The paging file (a.k.a pagefile, swap file) is a file located in C:\pagefile.sys. The Windows OS stores files in RAM cause it is the fastest memory in your PC. When the RAM becomes full Windows moves a part of the data to paging file. The same file is also used to store the data of apps you are not using.
Should I Disable It?
It is a widely spread myth that disabling the paging file improves performance. In fact it is able only to make idling apps open faster. But at the same time you can provoke different apps to crash or generate errors. So, it is not recommended to disable it completely. You may reduce its size instead, that is a recommended option.
How to disable the paging file in Windows 10
1. Press Win+Break. The system window would open.
2. Click on Advanced system settings link.
3. Go to Advanced tab.
4. Press Settings button:
5. Go to Advanced tab.
6. Press Change:
7. Unset the checkbox Automatically manage paging file size for all drives if it is set.
8. Switch to No paging file.
9. Click Set.
10. Click YES.
11. Press OK 3 times in other windows.
For a clean experiment, we recommend restarting Windows after that.
How to Enable Paging in Windows 10
Let’s say, you tried to run OS without paging file and concluded that this option is not for you. What to do? Go back to the Virtual Memory settings, set the Automatically manage… checkbox at the top and click OK.
How to Use Paging File of a Custom Size (Recommended)
They say, a fixed size of the paging file improves the system performance. If you agree with this, do the following:
- First, select Custom Size in the Virtual Memory settings.
- Then specify the same size in both fields. For instance, 10240 MB.
- Click Set.
- Click OK to close windows
On Which Drive: HDD or SSD?
Store the paging file on your fastest drive. If you have a SATA SSD – place the file on it. If you use an NVMe storage – it will be the best place for it.
But never listen to those who advise to move it to a HDD to improve SSD’s lifespan! Then, it’s better to take the SSD out of your computer and put it on the shelf – it’s health will stay in a perfect condition.
Please, tell us in the comments, whether or not you find the guide useful and what you think about the disabling the paging file on SSD or setting the fixed size.
3 thoughts on “How to Disable the Pagefile in Windows 10”
Thanks for getting right to the point
My MS Surface Laptop doesn’t appear to have a break key. I know that on many keyboards, the del key is shared with break, but none of the modifier keys I tried worked properly. There doesn’t appear to be an All Control Panel Items under my control panel, so I had to go to Control Panel > System And Security > System > Advanced system settings, and follow your instructions from there.

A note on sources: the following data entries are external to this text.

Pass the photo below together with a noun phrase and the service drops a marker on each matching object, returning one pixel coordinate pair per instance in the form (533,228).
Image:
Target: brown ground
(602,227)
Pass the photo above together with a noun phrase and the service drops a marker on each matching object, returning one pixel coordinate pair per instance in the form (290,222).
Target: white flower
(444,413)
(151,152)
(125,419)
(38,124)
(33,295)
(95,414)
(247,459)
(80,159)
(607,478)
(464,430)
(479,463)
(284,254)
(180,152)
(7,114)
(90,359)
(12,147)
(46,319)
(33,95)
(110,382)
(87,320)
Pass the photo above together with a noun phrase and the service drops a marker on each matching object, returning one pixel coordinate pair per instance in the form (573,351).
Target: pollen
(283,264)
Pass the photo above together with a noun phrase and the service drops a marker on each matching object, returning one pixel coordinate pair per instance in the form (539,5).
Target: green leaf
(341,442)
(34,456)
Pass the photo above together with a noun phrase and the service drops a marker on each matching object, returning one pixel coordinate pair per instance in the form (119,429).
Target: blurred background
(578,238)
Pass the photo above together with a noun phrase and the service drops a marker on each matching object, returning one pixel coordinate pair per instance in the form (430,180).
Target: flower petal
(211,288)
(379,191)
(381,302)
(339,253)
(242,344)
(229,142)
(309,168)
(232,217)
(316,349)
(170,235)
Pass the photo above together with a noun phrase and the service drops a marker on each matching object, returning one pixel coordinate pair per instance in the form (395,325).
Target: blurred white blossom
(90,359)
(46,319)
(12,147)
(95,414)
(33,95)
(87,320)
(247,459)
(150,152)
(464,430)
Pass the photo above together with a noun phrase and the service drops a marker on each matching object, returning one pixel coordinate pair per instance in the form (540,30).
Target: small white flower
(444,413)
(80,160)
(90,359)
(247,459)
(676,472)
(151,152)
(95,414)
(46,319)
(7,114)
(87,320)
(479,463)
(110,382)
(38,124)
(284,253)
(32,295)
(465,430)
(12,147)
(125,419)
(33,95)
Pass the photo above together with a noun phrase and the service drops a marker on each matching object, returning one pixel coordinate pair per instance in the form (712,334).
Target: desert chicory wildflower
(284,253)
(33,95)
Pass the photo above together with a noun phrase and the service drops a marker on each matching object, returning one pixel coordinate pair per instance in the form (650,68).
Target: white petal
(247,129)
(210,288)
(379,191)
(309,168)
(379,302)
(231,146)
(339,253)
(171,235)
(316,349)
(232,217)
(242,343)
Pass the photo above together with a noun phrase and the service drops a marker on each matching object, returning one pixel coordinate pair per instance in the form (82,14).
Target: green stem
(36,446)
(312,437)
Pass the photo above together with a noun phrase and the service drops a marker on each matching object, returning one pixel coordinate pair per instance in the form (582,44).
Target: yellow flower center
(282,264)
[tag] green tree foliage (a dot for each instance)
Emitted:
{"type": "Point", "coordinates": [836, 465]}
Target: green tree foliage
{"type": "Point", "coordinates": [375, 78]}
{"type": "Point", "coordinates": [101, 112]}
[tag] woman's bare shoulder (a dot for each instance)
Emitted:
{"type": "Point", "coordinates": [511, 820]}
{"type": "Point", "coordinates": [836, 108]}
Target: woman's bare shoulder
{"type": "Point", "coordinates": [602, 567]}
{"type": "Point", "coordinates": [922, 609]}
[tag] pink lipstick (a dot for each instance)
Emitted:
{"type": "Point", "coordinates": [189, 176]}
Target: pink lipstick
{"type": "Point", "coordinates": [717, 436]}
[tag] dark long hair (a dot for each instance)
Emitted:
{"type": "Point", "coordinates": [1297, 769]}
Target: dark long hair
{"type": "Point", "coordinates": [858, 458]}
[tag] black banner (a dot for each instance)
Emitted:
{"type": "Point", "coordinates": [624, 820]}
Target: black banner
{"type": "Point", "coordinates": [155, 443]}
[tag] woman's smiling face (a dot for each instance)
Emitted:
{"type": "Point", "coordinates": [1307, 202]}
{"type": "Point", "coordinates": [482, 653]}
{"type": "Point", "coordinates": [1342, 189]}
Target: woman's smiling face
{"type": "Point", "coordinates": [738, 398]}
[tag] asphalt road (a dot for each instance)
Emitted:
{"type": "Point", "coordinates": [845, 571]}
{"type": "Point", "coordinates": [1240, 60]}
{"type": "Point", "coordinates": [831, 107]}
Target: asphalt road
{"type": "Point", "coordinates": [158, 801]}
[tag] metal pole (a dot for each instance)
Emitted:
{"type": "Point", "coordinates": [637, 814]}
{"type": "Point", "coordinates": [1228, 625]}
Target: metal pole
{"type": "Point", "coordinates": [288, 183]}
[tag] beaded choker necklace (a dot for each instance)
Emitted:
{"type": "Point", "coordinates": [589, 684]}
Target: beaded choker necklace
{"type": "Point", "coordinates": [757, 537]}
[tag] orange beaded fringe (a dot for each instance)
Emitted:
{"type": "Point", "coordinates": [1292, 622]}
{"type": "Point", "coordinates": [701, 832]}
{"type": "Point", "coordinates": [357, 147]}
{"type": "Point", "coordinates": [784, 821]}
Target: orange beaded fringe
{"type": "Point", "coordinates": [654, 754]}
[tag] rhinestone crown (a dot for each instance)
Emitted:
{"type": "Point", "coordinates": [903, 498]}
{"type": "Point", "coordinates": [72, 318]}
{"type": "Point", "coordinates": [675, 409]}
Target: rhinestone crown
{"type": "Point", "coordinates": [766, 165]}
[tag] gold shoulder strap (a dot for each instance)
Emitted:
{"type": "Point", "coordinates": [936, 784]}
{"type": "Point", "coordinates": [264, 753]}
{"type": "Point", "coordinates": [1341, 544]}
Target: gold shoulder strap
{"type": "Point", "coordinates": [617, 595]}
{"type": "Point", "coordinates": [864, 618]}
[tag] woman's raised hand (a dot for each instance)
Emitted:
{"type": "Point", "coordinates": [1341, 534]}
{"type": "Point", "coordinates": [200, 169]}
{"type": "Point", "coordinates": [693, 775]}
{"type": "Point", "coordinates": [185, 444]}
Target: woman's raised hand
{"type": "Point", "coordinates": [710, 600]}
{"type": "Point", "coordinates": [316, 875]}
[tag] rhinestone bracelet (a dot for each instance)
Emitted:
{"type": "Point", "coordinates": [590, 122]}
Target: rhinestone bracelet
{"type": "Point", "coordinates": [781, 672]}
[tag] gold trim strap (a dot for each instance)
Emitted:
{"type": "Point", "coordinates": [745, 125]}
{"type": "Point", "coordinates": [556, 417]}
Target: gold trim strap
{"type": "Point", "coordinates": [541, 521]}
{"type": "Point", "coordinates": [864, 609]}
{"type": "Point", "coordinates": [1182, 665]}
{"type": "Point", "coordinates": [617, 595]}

Note that SSDs are much better about wear leveling and handling many read-write cycles than they used to be, but I still disable pagefile / swap on my machines with SSDs in order to maximize the life of my SSD drives. Back around 2000, I had a conversation with a guy doing embedded Windows development for some product with flash / SSD. They were behind schedule and were having trouble getting WinCE to work, and having trouble getting Win2k to work with pagefile disabled, so in order to make deadlines, they just shipped an embedded product with Win2k and pagefile enabled on a 2000-era flash drive, knowing it would wear out the flash drive after about 2 years on average. Now, flash / SSD technology has gotten much much better since 2000, but it still can’t handle as many read-write cycles as spinning rust platters.